According to the Google engineers behind the Duplex, they achieved their impressive results by limiting the chatbot’s context to a specific task. They stated in a blog post that a key insight in their research was that Duplex could work best in closed, narrow domains. In other words, the Duplex chatbots can only function for a specific task, and can’t conduct general conversations.
Similarly, Sensory, a company specializing in edge AI, created a barista chatbot that uses NLP to take coffee and tea orders. The big achievement here is that all the processing is done on the edge device, so no cloud connection is needed. The barista chatbot can be seen in this video.
Realistically, it isn’t feasible for an embedded processor powered by a small, lightweight battery to perform the same speech analysis as a cloud service. However, by confining the context and reducing the complexity of the interaction, NLP can be made slim enough to run on the edge. The scope that an edge chatbot could have is determined by the efficiency of the software and the engine that runs it.
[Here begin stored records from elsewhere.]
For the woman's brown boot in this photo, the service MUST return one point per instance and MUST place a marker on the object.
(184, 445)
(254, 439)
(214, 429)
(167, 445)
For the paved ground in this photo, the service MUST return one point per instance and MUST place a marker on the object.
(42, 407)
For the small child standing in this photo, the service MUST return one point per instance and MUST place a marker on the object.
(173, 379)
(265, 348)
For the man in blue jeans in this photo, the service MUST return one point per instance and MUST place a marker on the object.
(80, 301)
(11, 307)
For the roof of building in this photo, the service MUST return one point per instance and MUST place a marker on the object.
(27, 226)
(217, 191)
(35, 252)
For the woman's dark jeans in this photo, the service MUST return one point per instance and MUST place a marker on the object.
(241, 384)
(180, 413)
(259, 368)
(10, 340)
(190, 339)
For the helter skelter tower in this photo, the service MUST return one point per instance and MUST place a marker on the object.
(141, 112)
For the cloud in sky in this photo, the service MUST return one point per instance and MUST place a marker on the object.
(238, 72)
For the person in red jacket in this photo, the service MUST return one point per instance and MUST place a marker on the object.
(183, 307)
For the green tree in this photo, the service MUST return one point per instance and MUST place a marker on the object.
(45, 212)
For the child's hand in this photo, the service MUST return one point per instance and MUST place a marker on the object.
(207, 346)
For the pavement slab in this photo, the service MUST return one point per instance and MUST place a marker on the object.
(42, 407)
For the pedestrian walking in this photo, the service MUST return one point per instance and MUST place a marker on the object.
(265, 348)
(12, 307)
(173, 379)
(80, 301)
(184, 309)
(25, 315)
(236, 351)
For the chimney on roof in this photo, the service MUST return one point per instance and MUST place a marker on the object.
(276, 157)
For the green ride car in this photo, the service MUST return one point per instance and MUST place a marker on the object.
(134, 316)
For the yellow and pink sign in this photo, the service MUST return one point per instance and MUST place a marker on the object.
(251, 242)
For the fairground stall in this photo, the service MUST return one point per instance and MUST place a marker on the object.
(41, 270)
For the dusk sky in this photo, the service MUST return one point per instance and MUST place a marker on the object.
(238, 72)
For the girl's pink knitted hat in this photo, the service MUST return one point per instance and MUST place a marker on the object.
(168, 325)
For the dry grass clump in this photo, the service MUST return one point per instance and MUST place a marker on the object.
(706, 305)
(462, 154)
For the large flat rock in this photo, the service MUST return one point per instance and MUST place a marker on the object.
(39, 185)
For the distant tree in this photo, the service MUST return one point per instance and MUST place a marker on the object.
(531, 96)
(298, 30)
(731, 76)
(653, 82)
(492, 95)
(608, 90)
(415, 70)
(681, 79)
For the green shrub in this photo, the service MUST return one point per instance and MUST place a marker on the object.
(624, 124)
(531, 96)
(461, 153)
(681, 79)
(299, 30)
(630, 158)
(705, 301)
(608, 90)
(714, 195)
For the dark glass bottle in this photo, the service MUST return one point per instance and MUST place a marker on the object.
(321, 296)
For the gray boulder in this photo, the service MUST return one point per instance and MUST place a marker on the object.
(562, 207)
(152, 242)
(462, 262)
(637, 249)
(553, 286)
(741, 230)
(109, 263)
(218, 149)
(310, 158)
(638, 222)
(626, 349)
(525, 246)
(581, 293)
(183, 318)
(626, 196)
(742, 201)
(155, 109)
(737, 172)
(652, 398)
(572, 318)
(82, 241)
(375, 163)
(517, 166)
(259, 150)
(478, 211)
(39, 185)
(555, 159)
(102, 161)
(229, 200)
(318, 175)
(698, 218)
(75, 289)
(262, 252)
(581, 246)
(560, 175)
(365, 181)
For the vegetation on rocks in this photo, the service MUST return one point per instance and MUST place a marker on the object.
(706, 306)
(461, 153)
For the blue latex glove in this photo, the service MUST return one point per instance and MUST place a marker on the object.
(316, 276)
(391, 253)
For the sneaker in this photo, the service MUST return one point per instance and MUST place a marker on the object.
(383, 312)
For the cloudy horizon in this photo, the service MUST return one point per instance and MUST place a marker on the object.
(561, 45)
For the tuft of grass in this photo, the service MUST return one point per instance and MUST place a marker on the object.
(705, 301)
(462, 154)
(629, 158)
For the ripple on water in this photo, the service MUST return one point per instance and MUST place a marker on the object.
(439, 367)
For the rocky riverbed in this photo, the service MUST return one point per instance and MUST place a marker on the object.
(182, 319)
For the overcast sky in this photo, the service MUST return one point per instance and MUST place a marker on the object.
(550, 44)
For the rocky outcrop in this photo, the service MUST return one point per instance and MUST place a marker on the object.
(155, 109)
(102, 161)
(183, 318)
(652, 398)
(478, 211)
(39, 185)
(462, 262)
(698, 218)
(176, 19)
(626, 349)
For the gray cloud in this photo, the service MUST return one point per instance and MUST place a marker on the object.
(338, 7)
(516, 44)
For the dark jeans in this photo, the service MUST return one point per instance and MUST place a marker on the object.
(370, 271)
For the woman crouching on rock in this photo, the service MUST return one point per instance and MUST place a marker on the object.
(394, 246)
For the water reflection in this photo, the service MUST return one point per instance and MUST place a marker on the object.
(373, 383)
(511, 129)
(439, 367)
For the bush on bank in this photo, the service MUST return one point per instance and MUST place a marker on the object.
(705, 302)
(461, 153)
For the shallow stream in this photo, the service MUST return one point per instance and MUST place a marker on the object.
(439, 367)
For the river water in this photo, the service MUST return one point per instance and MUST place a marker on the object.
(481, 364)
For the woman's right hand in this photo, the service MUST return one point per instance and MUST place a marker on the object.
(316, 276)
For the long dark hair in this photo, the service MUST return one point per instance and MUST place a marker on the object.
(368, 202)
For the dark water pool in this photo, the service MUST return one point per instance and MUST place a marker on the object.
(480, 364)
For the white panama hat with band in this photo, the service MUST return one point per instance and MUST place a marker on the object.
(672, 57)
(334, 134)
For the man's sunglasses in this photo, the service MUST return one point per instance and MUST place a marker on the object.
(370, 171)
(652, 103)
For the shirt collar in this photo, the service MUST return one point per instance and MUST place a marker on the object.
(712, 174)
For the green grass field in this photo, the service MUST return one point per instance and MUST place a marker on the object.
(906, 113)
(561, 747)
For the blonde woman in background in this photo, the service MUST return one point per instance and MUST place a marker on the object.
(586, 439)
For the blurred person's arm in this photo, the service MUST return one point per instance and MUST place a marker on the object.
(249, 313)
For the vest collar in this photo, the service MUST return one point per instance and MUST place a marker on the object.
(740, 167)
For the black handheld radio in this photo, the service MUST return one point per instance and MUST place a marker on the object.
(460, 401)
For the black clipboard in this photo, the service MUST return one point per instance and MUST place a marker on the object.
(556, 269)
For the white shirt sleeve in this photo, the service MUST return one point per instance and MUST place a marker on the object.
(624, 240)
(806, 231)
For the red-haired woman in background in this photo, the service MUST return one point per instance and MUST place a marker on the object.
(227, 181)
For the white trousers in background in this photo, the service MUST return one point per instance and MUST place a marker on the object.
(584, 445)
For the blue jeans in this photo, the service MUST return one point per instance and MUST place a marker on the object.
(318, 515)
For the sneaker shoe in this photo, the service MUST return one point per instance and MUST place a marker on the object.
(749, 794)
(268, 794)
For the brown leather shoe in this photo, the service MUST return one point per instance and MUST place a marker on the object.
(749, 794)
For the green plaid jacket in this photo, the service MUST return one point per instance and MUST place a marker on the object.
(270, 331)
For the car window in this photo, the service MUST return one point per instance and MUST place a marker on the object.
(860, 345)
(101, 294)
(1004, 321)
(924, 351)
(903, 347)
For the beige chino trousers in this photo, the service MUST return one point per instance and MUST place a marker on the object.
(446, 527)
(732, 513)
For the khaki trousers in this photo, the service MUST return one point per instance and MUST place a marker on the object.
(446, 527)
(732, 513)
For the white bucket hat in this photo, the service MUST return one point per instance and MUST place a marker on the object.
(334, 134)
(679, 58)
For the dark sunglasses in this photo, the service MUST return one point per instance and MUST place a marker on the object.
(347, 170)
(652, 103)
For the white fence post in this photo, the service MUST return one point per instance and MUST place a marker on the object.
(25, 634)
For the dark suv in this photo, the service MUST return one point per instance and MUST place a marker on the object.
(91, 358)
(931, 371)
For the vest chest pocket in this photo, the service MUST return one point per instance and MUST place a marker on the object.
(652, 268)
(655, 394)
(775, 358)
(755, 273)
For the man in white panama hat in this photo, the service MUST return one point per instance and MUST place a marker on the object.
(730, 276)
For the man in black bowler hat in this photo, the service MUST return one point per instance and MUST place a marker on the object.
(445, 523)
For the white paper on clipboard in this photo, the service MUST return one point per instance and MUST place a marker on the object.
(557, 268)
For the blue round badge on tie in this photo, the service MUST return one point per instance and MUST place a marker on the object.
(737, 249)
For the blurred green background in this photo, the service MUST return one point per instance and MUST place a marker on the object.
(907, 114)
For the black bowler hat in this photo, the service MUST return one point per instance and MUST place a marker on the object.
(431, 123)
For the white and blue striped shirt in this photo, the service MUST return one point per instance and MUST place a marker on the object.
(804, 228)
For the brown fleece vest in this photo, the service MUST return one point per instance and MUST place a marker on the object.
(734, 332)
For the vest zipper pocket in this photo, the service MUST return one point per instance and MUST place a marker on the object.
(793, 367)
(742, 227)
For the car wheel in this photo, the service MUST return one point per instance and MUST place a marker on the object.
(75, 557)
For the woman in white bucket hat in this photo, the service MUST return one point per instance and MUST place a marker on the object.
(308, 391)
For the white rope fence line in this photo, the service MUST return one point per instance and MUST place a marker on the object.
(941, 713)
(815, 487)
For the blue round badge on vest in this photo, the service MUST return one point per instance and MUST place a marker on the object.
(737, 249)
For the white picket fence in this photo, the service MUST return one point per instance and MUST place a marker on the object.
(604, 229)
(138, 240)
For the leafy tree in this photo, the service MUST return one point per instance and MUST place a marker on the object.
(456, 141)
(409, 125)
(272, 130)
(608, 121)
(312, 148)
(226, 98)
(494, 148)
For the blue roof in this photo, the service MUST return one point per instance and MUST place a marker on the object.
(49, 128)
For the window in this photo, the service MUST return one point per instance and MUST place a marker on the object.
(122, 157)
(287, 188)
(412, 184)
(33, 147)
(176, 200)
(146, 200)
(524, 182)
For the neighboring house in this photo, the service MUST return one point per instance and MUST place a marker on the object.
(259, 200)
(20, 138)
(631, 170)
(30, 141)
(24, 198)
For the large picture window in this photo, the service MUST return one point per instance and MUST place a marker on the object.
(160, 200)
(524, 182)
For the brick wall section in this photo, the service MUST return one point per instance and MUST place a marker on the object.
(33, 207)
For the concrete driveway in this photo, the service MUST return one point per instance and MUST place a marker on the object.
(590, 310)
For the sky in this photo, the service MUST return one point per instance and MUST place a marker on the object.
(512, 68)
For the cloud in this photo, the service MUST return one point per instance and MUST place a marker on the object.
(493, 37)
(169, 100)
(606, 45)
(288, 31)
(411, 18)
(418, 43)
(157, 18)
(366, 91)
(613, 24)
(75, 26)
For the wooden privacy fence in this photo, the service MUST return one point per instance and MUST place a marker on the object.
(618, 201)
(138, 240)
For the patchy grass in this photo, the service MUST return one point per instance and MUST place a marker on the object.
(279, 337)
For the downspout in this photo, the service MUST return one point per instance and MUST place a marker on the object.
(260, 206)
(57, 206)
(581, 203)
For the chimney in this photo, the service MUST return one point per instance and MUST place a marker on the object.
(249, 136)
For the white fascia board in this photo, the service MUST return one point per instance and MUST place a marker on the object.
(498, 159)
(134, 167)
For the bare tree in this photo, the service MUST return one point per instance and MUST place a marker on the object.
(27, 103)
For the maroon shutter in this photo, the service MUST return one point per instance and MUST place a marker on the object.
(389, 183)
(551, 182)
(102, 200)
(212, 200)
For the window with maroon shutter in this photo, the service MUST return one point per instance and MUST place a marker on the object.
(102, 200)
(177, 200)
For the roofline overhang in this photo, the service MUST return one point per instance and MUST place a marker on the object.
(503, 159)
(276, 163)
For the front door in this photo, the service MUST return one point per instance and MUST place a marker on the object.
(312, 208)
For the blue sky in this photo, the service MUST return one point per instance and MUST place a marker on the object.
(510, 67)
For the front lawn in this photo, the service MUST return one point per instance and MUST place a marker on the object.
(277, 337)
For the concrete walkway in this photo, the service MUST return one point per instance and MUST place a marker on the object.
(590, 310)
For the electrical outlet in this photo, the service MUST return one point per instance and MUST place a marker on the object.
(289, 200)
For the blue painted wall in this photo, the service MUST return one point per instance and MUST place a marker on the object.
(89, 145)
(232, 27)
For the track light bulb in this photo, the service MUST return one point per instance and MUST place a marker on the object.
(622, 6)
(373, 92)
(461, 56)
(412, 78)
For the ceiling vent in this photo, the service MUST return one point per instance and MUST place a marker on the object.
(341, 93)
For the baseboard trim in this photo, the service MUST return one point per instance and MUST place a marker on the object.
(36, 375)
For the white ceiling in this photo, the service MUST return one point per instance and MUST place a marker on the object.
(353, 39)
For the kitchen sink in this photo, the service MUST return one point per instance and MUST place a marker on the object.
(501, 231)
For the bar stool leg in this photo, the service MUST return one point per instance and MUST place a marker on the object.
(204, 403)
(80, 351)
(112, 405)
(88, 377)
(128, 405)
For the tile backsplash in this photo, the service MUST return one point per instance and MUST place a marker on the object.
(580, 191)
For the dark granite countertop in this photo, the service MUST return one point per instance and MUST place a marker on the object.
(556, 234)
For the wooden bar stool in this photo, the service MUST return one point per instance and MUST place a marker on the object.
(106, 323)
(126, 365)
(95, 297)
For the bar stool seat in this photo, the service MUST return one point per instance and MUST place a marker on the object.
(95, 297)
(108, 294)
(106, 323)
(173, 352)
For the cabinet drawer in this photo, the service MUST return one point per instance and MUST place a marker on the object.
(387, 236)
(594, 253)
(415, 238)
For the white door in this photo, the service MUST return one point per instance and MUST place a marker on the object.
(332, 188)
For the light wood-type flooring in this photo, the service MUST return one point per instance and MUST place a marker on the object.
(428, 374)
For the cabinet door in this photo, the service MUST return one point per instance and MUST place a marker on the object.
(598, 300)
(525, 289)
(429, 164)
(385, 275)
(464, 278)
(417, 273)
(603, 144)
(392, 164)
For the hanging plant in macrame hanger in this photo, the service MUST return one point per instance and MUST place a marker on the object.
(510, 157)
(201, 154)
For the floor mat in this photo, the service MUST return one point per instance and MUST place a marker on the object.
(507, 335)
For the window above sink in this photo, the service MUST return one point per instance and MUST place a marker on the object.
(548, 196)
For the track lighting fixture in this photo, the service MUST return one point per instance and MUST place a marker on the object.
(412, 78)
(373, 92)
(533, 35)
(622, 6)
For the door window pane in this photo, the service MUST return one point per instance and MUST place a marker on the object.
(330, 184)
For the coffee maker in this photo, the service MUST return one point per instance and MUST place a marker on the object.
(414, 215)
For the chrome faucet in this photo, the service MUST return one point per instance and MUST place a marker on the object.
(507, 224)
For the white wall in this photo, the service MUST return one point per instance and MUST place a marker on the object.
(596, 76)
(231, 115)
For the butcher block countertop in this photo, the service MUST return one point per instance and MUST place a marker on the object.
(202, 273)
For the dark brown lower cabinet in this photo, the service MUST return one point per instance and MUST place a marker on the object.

From a user experience perspective, the important thing is that the chatbot covers the entire domain of its task. If we go back to the camera example, in addition to snapping photos and recording video, the user might want to playback a video, look at photos, show a slideshow, delete files and so on. Handling all these functions with NLP would generate a seamless and natural interface, even if questions about the weather or restaurant recommendations aren’t covered.
While fully featured on-device NLP remains an unsolved challenge, we can still expect to see a significant improvement in user experience in the near future. Advances in specialized AI architectures for edge devices and new techniques for reducing memory utilization of deep neural networks are showing exciting results. We will surely see multi-faceted NLP capabilities sans-cloud very soon.